A simple test: Counting the number of heads
Approach two : Use simulations to estimate the distribution of number of heads under the null :
A simple test: Counting the number of heads
Approach two : Use simulations to estimate the distribution of number of heads under the null :
sim_totals <- data.frame (x = rbinom (30000 , 200 , .5 ))

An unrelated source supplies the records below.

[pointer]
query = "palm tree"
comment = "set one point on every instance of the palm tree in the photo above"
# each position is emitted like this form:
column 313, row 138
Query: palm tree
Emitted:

flip_totals <- flips_long |>
group_by (Sequence) |>
summarize (nHeads = sum (Flip == "H" ))
ggplot () +
geom_histogram (data = sim_totals, aes (x = x)) +
geom_vline (data = flip_totals, aes (color = Sequence, xintercept = nHeads)) +
xlab ("Number of heads" )
A simple test: Counting the number of heads
Approach two : Use simulations to estimate the distribution of number of heads under the null :
p_vals <- sapply (flip_totals$ nHeads,
function (x) mean (abs (sim_totals - 100 ) >= (x - 100 )))
p_vals
[1] 1.00000000 0.28623333 0.05573333 0.94486667 1.00000000
A slightly different test: streak length
We can also consider a different test statistic: longest streak.
flip_streaks <- flips_long |>
group_by (Sequence) |>
summarize (longest_streak = max (rle (Flip)$ length))
flip_streaks
# A tibble: 5 × 2
Sequence longest_streak
<chr> <int>
1 A 2
2 B 14
3 C 9
4 D 8
5 E 6
A slightly different test: streak length
We can then simulate the null distribution of streak length.
sim_streaks <-
data.frame (
x = replicate (10000 ,
max (rle (sample (c ("H" , "T" ), size = 200 , replace = T))$ length)
)
)
ggplot () +
geom_histogram (data = sim_streaks, aes (x = x), binwidth = 1 ) +
geom_vline (data = flip_streaks,
aes (color = Sequence, xintercept = longest_streak)) +
xlab ("Longest streak" )
A slightly different test: streak length
A slightly different test: streak length
Note that calculating the P-value is tricky here–a one-sided test may make the most sense.
p_vals <- sapply (flip_streaks$ longest_streak,
function (x) mean (sim_streaks$ x > x))
p_vals
[1] 1.0000 0.0057 0.1679 0.3186 0.7961
This suggests that the longest streaks are too long for sequence B. Note that we could try other test statistics. What about average streak length?
Designing your own hypothesis test
Come up with your own test statistic.
Simulate the null distribution of your test statistic.
Can you identify which sequence is the real one?
P-Hacking: Designing a test after seeing the data
In principle, we should decide which test to use before seeing the data. Why?
I could use the following test statistic: number of times the exact sequence \(D\) is obtained. What is the P-value for each sequence?